Die Verurteilung des Beschwerdeführers wegen sexuellen Missbrauchs einer wehrlosen oder psychisch beeinträchtigten Person nach § 205 StGB ergibt sich aus dem Auszug aus dem Strafregister der Republik Österreich sowie den im Akt einliegenden Urteilsausfertigung zu LG XXXX, GZ XXXX. Abgesehen von Andeutungen im Beschwerdeschriftsatz, in der Haft einen Deutschkurs zu besuchen und eine Lehre zu absolvieren, brachte der Beschwerdeführer keinerlei integrative Verfestigung vor und legte auch die angekündigten Bestätigungen über die Bemühungen in der Justizanstalt bis dato nicht vor. Außer durch massive Straffälligkeit trat der Beschwerdeführer sohin nicht in Erscheinung und musst Integration in jeglicher Hinsicht verneint werden.

2.2 Die Feststellungen zur Lage im Irak beruhen auf dem bereits von der belangten Behörde dem Bescheid zugrunde gelegte Länderinformationsblatt der Staatendokumentation vom 20.11.2018, welches in der Fassung vom 30.10.2019 nur um unwesentliche aktuellere Feststellungen ergänzt wurde und unverändert die zur Beurteilung des konkreten Falles notwendige Aktualität aufweist. Es handelt sich um Berichte verschiedener anerkannter und teilweise vor Ort agierender staatlicher und nichtstaatlicher Institutionen und Personen, die in ihren Aussagen ein übereinstimmendes, schlüssiges Gesamtbild der Situation im Irak ergeben. Angesichts der Seriosität der angeführten Erkenntnisquellen und der Plausibilität der überwiegend übereinstimmenden Aussagen besteht kein Grund, an der Richtigkeit der Angaben zu zweifeln. Zwar existiert hinsichtlich Irak eine Vielzahl tagesaktueller Medienberichte, die auch regelmäßig in die Situationsberichte Eingang finden, doch ergibt sich daraus für die verfahrensgegenständliche Angelegenheit aktuell keine wesentliche Änderung und es wurde Derartiges auch nicht behauptet.

Im vorliegenden Fall ergibt sich, dass aus dem Inhalt des Verwaltungsaktes in Verbindung mit der Beschwerde der maßgebliche Sachverhalt als geklärt anzusehen ist. Die Beschwerde selbst zitiert aus den zugrunde gelegten Länderfeststellungen und wurden keine weiteren Beweise ins Verfahren eingebracht. Aus diesem Grund erkennt das Bundesverwaltungsgericht nicht die Notwendigkeit, den Sachverhalt hinsichtlich der Länderberichte zu aktualisieren. Die belangte Behörde hat ein ordnungsgemäßes Ermittlungsverfahren durchgeführt und die daraus gewonnenen Ergebnisse werden der gegenständlichen Entscheidung zu Grunde gelegt, zumal mit der Beschwerde im Ergebnis die für den Sachverhalt relevanten Angaben nicht in substantiierter Weise ergänzt wurden.

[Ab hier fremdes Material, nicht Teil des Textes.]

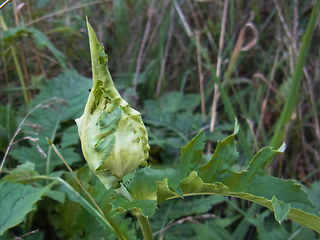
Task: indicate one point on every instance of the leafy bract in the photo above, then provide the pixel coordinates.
(16, 200)
(113, 137)
(61, 99)
(285, 197)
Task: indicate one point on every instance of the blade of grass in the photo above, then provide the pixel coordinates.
(286, 113)
(17, 65)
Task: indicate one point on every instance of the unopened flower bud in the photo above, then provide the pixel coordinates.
(113, 137)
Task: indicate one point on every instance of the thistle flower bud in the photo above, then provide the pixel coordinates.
(113, 137)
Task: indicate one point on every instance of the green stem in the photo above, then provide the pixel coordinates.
(17, 65)
(286, 113)
(145, 227)
(143, 221)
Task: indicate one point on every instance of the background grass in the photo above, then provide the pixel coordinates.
(163, 56)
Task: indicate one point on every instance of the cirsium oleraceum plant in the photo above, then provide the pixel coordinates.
(113, 137)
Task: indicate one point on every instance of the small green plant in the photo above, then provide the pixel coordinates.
(165, 200)
(114, 142)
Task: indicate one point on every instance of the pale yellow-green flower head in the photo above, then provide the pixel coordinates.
(113, 137)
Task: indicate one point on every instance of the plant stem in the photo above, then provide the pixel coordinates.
(145, 227)
(143, 221)
(17, 65)
(289, 105)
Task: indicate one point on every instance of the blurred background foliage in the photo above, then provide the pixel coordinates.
(163, 56)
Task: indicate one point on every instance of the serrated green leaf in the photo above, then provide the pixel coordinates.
(16, 200)
(191, 156)
(252, 184)
(281, 209)
(222, 159)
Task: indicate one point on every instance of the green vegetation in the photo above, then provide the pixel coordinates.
(195, 70)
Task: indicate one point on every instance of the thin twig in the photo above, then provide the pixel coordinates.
(203, 106)
(18, 131)
(166, 52)
(216, 93)
(64, 10)
(141, 49)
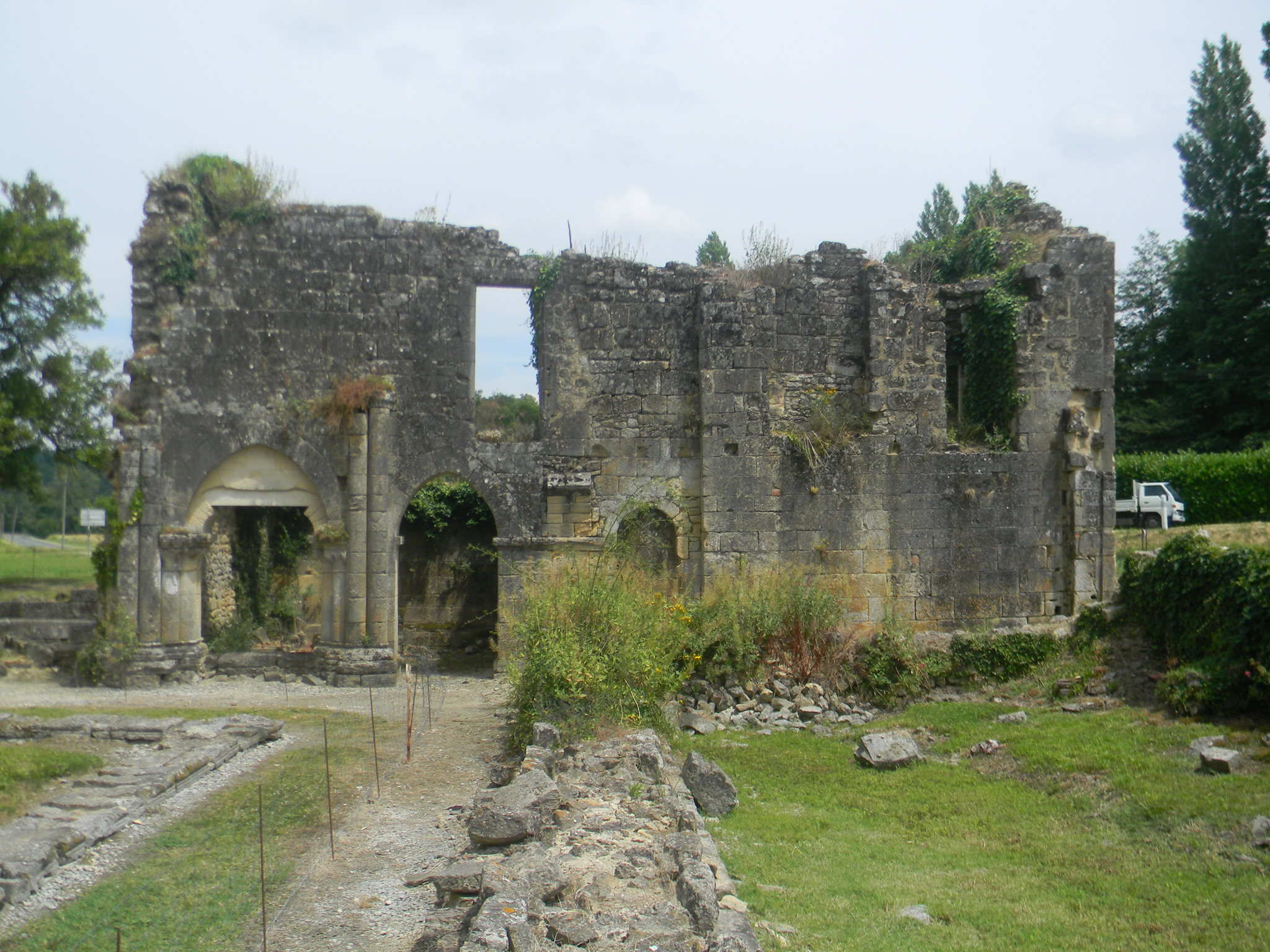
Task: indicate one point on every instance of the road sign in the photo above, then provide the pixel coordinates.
(93, 518)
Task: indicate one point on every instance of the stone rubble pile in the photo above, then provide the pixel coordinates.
(595, 847)
(770, 705)
(171, 754)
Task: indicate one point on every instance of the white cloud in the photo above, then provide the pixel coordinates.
(1099, 127)
(636, 209)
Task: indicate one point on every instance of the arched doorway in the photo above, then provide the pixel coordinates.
(447, 571)
(262, 582)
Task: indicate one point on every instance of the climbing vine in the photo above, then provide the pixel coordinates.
(226, 195)
(549, 271)
(982, 242)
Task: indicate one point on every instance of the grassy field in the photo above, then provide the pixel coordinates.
(42, 573)
(195, 888)
(1236, 534)
(1088, 832)
(25, 769)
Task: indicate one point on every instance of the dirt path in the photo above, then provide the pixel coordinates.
(357, 902)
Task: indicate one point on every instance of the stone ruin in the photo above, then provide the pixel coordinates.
(671, 391)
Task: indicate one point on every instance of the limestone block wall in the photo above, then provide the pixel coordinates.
(675, 387)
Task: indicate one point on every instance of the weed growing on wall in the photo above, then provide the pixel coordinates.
(447, 506)
(1208, 609)
(349, 397)
(1217, 487)
(226, 195)
(985, 242)
(113, 643)
(549, 272)
(831, 423)
(596, 640)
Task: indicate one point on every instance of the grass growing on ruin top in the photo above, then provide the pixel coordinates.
(195, 886)
(1086, 832)
(27, 769)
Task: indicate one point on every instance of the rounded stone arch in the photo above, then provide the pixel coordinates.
(255, 477)
(404, 487)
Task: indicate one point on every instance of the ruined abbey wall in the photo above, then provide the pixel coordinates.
(668, 386)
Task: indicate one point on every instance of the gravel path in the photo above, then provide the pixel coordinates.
(358, 902)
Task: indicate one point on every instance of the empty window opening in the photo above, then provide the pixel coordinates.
(262, 584)
(447, 574)
(507, 381)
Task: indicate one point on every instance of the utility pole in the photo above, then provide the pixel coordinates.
(65, 480)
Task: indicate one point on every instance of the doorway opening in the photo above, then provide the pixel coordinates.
(447, 574)
(507, 377)
(262, 583)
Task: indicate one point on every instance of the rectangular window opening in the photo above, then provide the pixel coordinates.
(507, 381)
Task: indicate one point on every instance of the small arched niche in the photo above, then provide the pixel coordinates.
(648, 537)
(255, 477)
(447, 571)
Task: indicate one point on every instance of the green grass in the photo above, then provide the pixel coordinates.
(1096, 834)
(1236, 534)
(195, 888)
(42, 573)
(25, 769)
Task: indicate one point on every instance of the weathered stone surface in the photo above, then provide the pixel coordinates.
(662, 385)
(888, 751)
(545, 735)
(61, 828)
(1220, 760)
(713, 790)
(1261, 832)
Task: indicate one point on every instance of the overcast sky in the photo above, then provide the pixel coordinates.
(654, 121)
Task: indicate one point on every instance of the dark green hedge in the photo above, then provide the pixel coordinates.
(1217, 487)
(1208, 609)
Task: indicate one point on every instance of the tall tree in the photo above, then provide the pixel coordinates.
(714, 252)
(52, 391)
(1219, 332)
(1143, 301)
(939, 216)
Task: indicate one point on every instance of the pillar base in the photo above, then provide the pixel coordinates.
(151, 666)
(349, 667)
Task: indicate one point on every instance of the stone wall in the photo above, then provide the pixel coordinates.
(673, 387)
(50, 632)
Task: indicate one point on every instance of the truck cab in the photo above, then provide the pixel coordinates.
(1152, 506)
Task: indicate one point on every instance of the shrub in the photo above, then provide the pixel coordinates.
(1208, 609)
(596, 640)
(1217, 487)
(239, 635)
(785, 616)
(1002, 655)
(447, 506)
(111, 646)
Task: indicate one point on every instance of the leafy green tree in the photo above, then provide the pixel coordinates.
(52, 391)
(714, 252)
(939, 216)
(1143, 301)
(1217, 335)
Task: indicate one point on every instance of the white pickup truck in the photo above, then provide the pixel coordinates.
(1153, 506)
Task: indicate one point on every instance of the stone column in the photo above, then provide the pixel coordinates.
(180, 604)
(380, 536)
(333, 599)
(355, 617)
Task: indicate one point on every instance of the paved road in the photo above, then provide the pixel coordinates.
(32, 542)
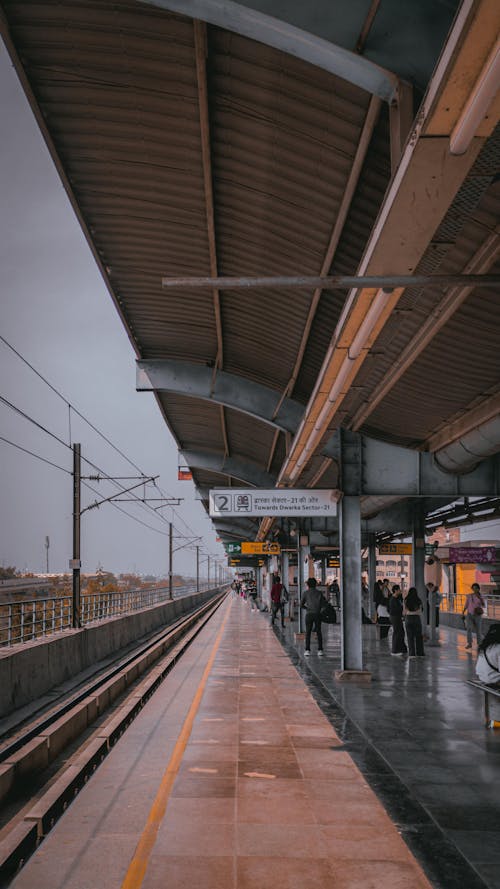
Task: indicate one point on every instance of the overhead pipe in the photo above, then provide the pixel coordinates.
(466, 452)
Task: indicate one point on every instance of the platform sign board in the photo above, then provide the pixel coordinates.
(260, 548)
(273, 502)
(395, 549)
(253, 548)
(233, 549)
(473, 554)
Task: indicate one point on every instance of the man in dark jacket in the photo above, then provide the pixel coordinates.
(313, 601)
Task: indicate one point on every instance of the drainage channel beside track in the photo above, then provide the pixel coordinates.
(111, 702)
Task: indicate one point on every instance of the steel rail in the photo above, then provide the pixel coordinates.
(121, 664)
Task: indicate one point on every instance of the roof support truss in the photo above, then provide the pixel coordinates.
(281, 35)
(198, 381)
(244, 471)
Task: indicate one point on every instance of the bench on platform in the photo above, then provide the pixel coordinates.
(490, 691)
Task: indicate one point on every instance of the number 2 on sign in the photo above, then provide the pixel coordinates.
(223, 503)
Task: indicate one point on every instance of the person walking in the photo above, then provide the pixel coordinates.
(383, 618)
(412, 611)
(277, 600)
(488, 670)
(472, 612)
(398, 647)
(313, 601)
(433, 597)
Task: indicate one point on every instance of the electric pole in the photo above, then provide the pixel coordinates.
(75, 562)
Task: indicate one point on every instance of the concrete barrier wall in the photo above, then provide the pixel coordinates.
(30, 670)
(452, 619)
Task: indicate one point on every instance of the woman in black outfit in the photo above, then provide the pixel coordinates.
(413, 610)
(396, 616)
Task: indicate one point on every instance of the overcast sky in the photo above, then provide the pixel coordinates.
(55, 311)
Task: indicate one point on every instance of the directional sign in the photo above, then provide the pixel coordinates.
(252, 547)
(473, 554)
(260, 548)
(395, 549)
(233, 548)
(273, 502)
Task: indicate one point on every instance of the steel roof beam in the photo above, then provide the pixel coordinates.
(483, 260)
(357, 166)
(421, 191)
(244, 471)
(288, 38)
(231, 390)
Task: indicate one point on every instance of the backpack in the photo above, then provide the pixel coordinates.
(492, 637)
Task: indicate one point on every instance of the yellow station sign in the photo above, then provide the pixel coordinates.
(395, 549)
(259, 548)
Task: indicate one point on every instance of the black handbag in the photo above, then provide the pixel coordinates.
(328, 615)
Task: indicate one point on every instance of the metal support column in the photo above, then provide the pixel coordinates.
(350, 583)
(170, 553)
(372, 570)
(284, 581)
(77, 471)
(323, 570)
(418, 541)
(300, 582)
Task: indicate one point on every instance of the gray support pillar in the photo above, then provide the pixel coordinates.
(323, 570)
(285, 581)
(418, 541)
(300, 582)
(350, 585)
(372, 571)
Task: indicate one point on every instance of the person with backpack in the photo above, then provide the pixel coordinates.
(313, 601)
(488, 670)
(472, 612)
(396, 617)
(488, 661)
(412, 611)
(279, 598)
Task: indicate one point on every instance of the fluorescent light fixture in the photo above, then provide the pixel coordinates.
(477, 104)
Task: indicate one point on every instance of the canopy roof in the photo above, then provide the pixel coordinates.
(190, 149)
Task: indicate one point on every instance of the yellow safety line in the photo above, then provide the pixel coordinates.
(137, 868)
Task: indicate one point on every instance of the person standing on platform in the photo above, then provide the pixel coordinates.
(383, 619)
(473, 612)
(432, 595)
(365, 602)
(334, 593)
(413, 610)
(277, 600)
(313, 601)
(396, 616)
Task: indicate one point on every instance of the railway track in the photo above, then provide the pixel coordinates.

2.3. Dass dem Beschwerdeführer im Irak keine, wie auch immer geartete Verfolgung oder Bedrohung erwartet, ergibt sich aus folgenden Überlegungen:

Zunächst ist anzumerken, dass der Beschwerdeführer einen Asylausschlussgrund nach § 6 Abs. 1 Z 4 AsylG 2005 verwirklicht hat und auch die vom Verwaltungsgerichtshof in seiner ständigen Rechtsprechung entwickelten weiteren Voraussetzungen kumulativ vorliegen, sodass der Beschwerdeführer auch trotz drohender Verfolgung in den Herkunftsstaat verbracht werden kann, worauf in der rechtlichen Beurteilung noch einzugehen sein wird.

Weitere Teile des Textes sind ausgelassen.